The performance was based on the Greek myth of Pandora’s box first printed in Hesiod’s “Works and Days.” In this narrative, Pandora, the first human woman, is endowed with gifts from gods and goddesses, including the gift of curiosity. Pandora marries Epimetheus, who represents human men, and Zeus gives Pandora a jar with specific instructions not to open it. But curious Pandora defies Zeus and opens the jar, unleashing evils on humanity. However, hope still remains inside the jar after Pandora closes it.

While by modern standards Hesiod’s myth objectifies Pandora as a “gift” presented to Epimetheus, and modern retellings of the myth describe women as the catalyst for “a plague upon men,” the OC Aerialists’ reinterpretation of the myth celebrated the strength of women. In the opening act, Pandora, played by College junior Maya Muenzer, opened Pandora’s box, which was formed by vertical blue mats, and “evils” dressed in black and red leotards and tights came spinning out. Muenzer went on to perform a graceful solo utilizing a hanging hoop.

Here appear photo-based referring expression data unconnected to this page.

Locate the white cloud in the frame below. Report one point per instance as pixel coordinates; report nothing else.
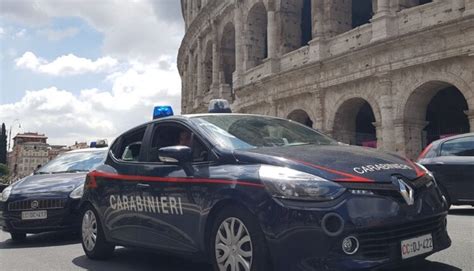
(21, 33)
(65, 117)
(57, 35)
(144, 29)
(65, 65)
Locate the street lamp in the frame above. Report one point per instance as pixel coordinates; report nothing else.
(10, 132)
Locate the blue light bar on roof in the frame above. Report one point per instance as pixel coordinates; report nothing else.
(219, 106)
(162, 111)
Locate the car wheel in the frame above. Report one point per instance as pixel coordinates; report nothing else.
(237, 242)
(16, 236)
(92, 236)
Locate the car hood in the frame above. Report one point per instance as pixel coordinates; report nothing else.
(49, 183)
(340, 163)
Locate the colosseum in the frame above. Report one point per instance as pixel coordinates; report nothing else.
(391, 74)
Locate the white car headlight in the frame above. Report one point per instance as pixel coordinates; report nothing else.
(77, 192)
(425, 169)
(6, 194)
(288, 183)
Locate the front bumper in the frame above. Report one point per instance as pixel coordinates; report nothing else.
(297, 239)
(64, 218)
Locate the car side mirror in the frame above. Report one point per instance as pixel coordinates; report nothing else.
(175, 154)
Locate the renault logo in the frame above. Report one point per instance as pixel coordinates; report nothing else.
(406, 191)
(34, 204)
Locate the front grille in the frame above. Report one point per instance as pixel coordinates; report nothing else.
(378, 242)
(42, 204)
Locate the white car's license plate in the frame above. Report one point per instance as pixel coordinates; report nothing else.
(417, 246)
(31, 215)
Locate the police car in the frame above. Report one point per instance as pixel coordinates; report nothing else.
(259, 193)
(49, 199)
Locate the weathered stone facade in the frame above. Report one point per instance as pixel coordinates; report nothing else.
(257, 54)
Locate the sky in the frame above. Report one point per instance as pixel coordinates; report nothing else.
(81, 70)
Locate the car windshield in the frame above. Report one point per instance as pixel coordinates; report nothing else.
(248, 131)
(74, 162)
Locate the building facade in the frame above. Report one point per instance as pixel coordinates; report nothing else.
(396, 74)
(29, 151)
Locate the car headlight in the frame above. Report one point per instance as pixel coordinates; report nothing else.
(77, 192)
(6, 194)
(425, 170)
(288, 183)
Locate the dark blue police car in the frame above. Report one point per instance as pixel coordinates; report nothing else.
(49, 199)
(260, 193)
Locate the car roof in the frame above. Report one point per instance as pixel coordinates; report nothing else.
(442, 140)
(88, 150)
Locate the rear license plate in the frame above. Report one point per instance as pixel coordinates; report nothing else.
(417, 246)
(32, 215)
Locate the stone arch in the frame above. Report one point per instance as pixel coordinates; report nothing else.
(290, 24)
(433, 110)
(256, 35)
(443, 79)
(227, 53)
(354, 121)
(300, 116)
(207, 67)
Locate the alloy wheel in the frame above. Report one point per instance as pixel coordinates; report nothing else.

In the following acts aerialists personified specific evils. While one might expect an interpretation of violence to be loud, fast paced and chaotic, College senior Vel Nipson’s performance was melancholic and elegant. Swinging from her legs upside down on the trapeze, she performed to “Bang Bang (My Baby Shot Me Down),” first released as a single by singer-actress Cher. The slow, powerful music and its lyrics complemented Nipson’s movements, which oscillated from dangling from the trapeze to standing tall on top of the trapeze bar, suggesting an internal struggle to find a sense of calm. Her emotional act gave a quiet and tragic beauty to a performance that could have been melodramatic.

College sophomore Kat Geber, who portrayed “madness,” began her performance by sitting on the mat with her head in her hands.

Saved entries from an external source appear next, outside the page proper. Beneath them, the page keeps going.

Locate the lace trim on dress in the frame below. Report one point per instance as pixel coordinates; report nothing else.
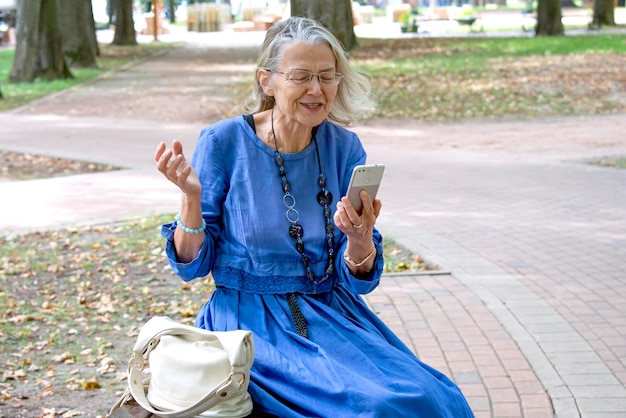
(250, 283)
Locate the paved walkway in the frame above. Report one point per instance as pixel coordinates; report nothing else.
(528, 313)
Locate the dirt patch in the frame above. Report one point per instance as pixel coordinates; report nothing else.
(24, 166)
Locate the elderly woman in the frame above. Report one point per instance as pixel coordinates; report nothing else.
(295, 281)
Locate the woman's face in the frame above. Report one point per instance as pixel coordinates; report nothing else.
(307, 103)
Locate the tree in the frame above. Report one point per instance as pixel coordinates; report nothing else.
(336, 15)
(603, 13)
(124, 23)
(78, 32)
(549, 18)
(38, 51)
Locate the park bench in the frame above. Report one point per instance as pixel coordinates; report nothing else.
(442, 14)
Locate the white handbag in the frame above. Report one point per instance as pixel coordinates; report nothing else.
(194, 372)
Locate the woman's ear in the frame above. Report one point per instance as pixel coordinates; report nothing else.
(264, 78)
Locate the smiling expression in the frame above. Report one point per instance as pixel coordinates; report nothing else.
(307, 104)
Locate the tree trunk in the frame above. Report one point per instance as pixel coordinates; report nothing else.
(603, 13)
(549, 18)
(38, 52)
(124, 23)
(336, 15)
(78, 32)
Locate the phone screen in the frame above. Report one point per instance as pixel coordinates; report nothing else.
(364, 177)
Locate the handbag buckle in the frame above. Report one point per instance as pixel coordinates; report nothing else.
(135, 362)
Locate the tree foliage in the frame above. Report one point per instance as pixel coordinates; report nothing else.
(336, 15)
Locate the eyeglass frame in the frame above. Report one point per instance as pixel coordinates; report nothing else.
(338, 76)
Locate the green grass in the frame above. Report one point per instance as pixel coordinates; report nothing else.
(476, 77)
(112, 57)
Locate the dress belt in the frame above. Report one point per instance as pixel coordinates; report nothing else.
(296, 314)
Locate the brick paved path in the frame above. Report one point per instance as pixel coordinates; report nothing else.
(528, 315)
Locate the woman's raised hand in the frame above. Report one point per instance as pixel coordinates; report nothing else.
(173, 164)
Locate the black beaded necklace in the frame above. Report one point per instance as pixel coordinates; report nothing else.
(324, 198)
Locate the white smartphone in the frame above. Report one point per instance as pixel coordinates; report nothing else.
(364, 177)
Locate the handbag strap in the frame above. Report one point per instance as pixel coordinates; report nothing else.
(149, 337)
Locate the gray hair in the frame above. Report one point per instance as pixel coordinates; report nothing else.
(353, 100)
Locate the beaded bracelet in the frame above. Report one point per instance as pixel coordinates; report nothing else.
(354, 263)
(188, 230)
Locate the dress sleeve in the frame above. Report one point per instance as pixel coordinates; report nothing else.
(206, 160)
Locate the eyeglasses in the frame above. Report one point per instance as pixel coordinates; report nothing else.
(329, 78)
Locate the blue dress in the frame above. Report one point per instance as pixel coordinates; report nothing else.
(351, 364)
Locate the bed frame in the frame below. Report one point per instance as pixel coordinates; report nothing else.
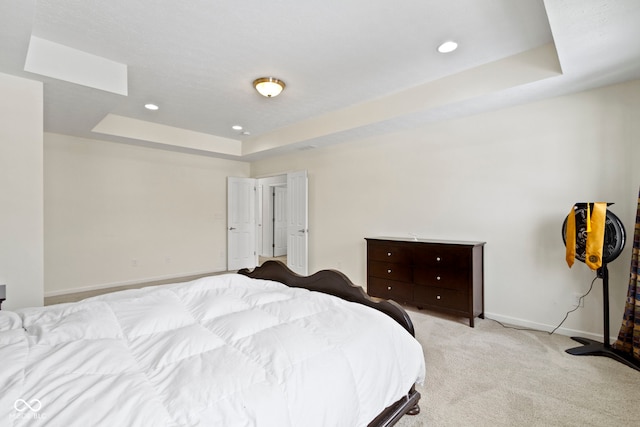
(333, 282)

The anxiety in her jerky movements increased as she hung from the silks by her ankle, waving her arms around her head. Another impressive point of the piece was when Geber went into the splits in midair, suspended by silks wrapped around each of her ankles, the strain in her body a physical representation of the psychological stress symbolized by her performance. The piece ended dramatically with Geber hanging upside-down with her hair just brushing the floor.

College sophomore Zoe Beach’s interpretation of addiction resonated with both Nipson and Geber’s performances, all of which skillfully showcased beauty, despite the fact that they portrayed ugly human behaviors. Deftly twisting her body, she performed to Jhené Aiko’s “3:16 AM,” which references both addiction to drugs and to lovers and includes lyrics appropriate for the aerial performance, such as “I do not feel the fear of falling / Thought I could fly.” The impressive repeating somersaults Beach did around the trapeze’s bar fittingly mirrored the cyclical nature of addiction. Like Nipson and Geber’s performances, Beach’s movements were strong and controlled, as well as daring and expressive.

The cohesive theme of Pandora’s box celebrated the female body as a medium for creativity. The performers’ physical strength allowed them to achieve graceful and elegant artistic expression. The performance of the final act, “Hope,” exemplified both these aspects of the show. Dancers on the floor raised their bent-over bodies in wakeful circular motions while Beach and Geber performed a complicated, cooperative duo on the trapeze. The symmetry in their movements and the necessary supportiveness needed to pull off feats like hanging upside-down from one another’s arms off of a trapeze emphasized the importance of working together to achieve a hopeful future.